Last Chance for a Slow Dance, 2009 Edition
By wavelength ~ Posted Sunday, June 7th 2009
Tonight (Sunday, June 7) at Wavelength, we host the Toronto debut of Joe Lally. Playing tonight in a trio along with Elisa Abela and Ricardo Lagomasino (a WL alumnus via The Future Has a Silver Lining), Joe is of course best known as the bass player for Fugazi. Yes, FUGAZI.
Now, what bums me out a little is how many mini-history lessons I've had to give out to explain the importance of a member of Fugazi performing at our little series. It's been eight years since Fugazi released their last album, and weirdly enough it doesn't seem like consciousness of their pioneering stature has passed down to the younger, Internet-reared generation.
Where does one start with a potted history of this crucial band? Let me start by putting it this way: they were a great band, possibly greater than they even usually get credit for, but they were also more than just a band. From their inception in 1987 through to the start of their now seemingly permanent "hiatus" in 2002, they were the true exemplars of the D.I.Y. do-it-yourself spirit and self-contained self-reliance. Each of their nine records was released on the indie label Dischord Records, co-owned by guitarist/vocalist Ian MacKaye, a label so dedicated to its local scene that to this day, it still only supports artists from the Washington, D.C. area. The quartet sold hundreds of thousands of albums without major label support, and booked their own tours all around the world. It is impossible to overstate their influence and how inspirational they were to people such as myself and the other founders of Wavelength, as well as labels (sorry, workers' co-ops) like Blocks.

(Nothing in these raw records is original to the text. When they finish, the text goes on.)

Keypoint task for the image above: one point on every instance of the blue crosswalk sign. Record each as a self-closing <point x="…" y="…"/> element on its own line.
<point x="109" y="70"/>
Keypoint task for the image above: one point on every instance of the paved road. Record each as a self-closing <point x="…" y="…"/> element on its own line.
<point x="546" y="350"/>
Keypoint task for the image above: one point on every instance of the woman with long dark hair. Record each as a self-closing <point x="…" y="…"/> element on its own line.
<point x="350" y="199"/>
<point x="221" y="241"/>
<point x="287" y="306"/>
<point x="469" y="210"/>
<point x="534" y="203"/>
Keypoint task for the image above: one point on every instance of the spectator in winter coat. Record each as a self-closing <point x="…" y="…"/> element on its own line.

Unfortunately, I would say that talk about Fugazi's business practices and ethics (especially MacKaye's loose connection with the straight-edge movement through his earlier band, Minor Threat) tended to overshadow their music. I'm of the opinion that Fugazi should have been the biggest band in the world, that at their best — especially live — they were our generation's version of The Who. Just watch their Jem Cohen-directed documentary Instrument if you don't believe me.
Fugazi took their roots in hardcore punk — a sound which, through Minor Threat, Embrace and Rites of Spring, they were already pioneers of — and expanded it into something both more danceable and dynamic through the use of reggae and funk rhythms, dramatic stop/start patterns, and chunky rock riffage. Later on, they experimented with more complicated, dissonant guitar work and musique concrète elements, putting them more in league with Pere Ubu or Television than anything resembling hardcore. As a result, they most of the bone-headed part of their fan-base. I remember seeing them on the tour for their brilliant 1995 album Red Medicine and their audience had shrunk in half from what it was just two years earlier, when they were still inadvertantly jetstreaming off the popularity of grunge.
Joe Lally was the most understated member of Fugazi, naturally overshadowed by MacKaye's status as a cultural figure and singer/guitar foil Guy Picciotto's insane, Capoiera-driven stage presence. Even drummer Brendan Canty and his stop-on-a-dime rhythm train seemed to get more attention. But it was Joe's bass playing that really was the beating heart of the band's sound, and their best-known tune, "Waiting Room," wouldn't have been the same without that bassline. Not only that, Lally was the first person MacKaye approached back in '86 about starting the "new band" that would eventually become Fugazi. On later albums, Lally began to step up to the mic as the band's third singer/songwriters, contributing stand-out tracks like Red Medicine's "By You" and End Hits' "Recap Modotti."
Joe Lally released his first solo album, There to Here, on Dischord (of course) in 2006, followed a year later by Nothing Is Underrated. I must admit that I haven't followed his solo career as religiously as I did Fugazi, but what I've heard follows in the low-key, amped-down and more tuneful direction of songs like "Modotti," but — as with MacKaye's project The Evens — still with enough tension to be recognizably Fugazian. I don't think it will ever be possible for Joe or any of the other three "former" members to really distance themselves from the legacy of their old band — and if I may be so bold, it would be a little disingenuous if they did.
That's it for today's history lesson. I'm looking forward to catching up with Joe Lally and his last eight years of new music-making.